Bu sırada Ogulcak Kadir Han’ın yeğeni Satuk Buğra Han, güzel simali, zeki, akıllı ve fasih bir lisan ile güzel konuşan on iki yaşlarında bir genç idi. Artuc’a gelip giderken Nasır bin Ahmed ile tanıştı. Zaman zaman onunla gizlice görüşüp, İslamiyet hakkında bilgi aldı. Kalbinde İslamiyet’e karşı sevgi ve muhabbet hâsıl oldu. Arasıra Buhara’dan gelen kafileleri görmek için Artuc’a giderdi. Yine bir defasında Artuc’a gitmişti. Nasır bin Ahmed, Artuc’a gelen ticaret kafilesine gâyet hoş muamele ve ikramda bulundu. Öğle vakti olunca, Müslümanlar öğle namazını kılmak için abdest alıp namaza gittiler. Satuk Buğra Han, bu sırada henüz Müslüman olmamıştı. Fakat, Müslümanların namaz kılması hoşuna gitti. Niçin namaz kıldıklarını merak edip, sebebini Nasır bin Ahmed’den sordu. O da; “Bizim üzerimize her gün beş vakit namaz kılmak farzdır” dedi. “Bunu sizin üzerinize kim farz kıldı” deyince, Nasır bin Ahmed; “Allahu teala farz kıldı” deyip, Satuk Buğra Han’a Îmanı, İslam’ı anlatmaya başladı. Sevgili peygamberimiz Muhammed aleyhisselamın, Eshâb-ı kiramın ve Müslümanların üstün hallerinden bahsetti. Sonra da; “Allah’dan başka ilah yoktur. İbadet ancak O’na yapılır. Muhammed aleyhisselam emin ve sadık bir peygamberdir. İnsanların her bakımdan en üstünüdür. O’ndan başka tabi olunacak bir kimse yoktur. O’nun getirdiği din olan İslamiyet’ten de güzel bir din yoktur” dedi.

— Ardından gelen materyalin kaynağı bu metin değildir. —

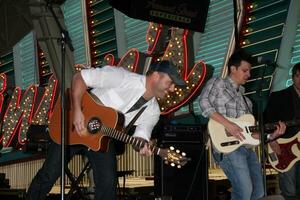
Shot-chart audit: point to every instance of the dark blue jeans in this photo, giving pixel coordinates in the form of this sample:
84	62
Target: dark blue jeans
244	173
103	165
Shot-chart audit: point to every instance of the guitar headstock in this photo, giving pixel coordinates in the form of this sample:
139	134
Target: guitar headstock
173	157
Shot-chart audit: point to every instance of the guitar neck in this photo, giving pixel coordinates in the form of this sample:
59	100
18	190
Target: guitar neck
118	135
272	126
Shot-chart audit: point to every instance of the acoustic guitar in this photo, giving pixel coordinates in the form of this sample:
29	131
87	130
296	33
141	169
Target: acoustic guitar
103	123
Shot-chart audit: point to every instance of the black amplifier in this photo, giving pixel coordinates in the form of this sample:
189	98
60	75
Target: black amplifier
182	134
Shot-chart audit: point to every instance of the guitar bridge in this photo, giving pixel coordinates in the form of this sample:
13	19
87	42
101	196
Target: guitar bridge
224	144
273	157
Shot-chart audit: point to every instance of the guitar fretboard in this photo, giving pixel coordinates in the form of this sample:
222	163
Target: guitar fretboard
118	135
272	126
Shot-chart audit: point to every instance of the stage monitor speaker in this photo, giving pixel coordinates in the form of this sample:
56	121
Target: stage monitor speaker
191	181
188	14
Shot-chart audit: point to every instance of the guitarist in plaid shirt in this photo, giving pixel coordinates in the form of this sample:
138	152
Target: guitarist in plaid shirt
222	98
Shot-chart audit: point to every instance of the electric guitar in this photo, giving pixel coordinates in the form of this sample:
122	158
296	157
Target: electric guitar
224	142
290	153
103	123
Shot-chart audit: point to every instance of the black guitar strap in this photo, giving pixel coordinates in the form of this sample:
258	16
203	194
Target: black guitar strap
128	127
248	108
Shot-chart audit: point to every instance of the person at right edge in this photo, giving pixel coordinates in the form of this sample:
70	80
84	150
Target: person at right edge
222	98
285	105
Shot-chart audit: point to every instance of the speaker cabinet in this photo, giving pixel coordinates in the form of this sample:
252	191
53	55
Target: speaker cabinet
189	182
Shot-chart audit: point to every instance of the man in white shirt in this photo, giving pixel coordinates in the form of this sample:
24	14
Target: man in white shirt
124	91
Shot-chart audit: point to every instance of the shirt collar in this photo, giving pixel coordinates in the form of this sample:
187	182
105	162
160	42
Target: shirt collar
231	84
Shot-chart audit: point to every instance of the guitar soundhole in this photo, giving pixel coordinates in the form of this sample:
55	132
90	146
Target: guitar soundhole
94	125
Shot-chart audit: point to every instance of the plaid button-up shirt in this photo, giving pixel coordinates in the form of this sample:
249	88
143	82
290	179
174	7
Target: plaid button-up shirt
225	97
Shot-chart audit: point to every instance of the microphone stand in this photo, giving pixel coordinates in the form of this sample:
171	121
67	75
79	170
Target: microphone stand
65	39
261	129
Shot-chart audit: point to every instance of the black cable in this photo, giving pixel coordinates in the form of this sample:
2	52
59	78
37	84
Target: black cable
197	170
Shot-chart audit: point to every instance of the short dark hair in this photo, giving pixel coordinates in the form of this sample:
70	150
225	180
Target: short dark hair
238	56
295	69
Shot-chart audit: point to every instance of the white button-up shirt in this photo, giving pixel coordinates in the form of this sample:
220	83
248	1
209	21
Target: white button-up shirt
120	89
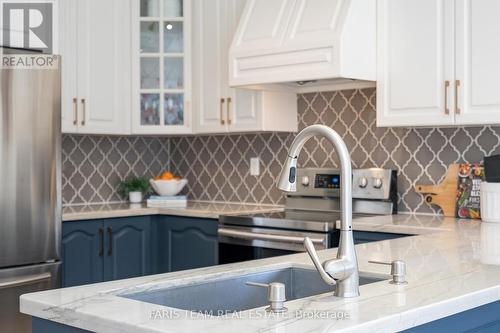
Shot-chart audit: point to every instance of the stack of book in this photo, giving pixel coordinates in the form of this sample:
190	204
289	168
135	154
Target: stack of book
164	201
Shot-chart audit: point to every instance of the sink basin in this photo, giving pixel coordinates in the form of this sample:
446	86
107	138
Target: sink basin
223	296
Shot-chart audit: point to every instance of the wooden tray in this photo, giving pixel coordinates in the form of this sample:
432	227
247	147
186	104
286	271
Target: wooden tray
443	195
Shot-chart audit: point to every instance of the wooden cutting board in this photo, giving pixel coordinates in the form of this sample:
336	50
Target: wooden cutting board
443	195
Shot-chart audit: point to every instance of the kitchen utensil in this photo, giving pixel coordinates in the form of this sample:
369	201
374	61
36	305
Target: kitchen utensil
444	194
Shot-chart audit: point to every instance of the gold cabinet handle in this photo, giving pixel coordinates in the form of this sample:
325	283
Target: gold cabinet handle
222	121
75	108
83	112
229	121
446	86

Satuk Buğra Han’ın kalbinde Îman nuru parladı. İslamiyet’i kabul ederek Müslüman oldu ve Abdülkerim ismini aldı. Bu hâdiseyi Ogulcak Kadir Han’dan gizlediler. Bu arada, Satuk Buğra Han, Kur’an-i kerimi ve İslamiyet’i ögrendi. Amcası Ogulcak Kadir Han’ın, bu durumun farkına varmasından çekiniyordu.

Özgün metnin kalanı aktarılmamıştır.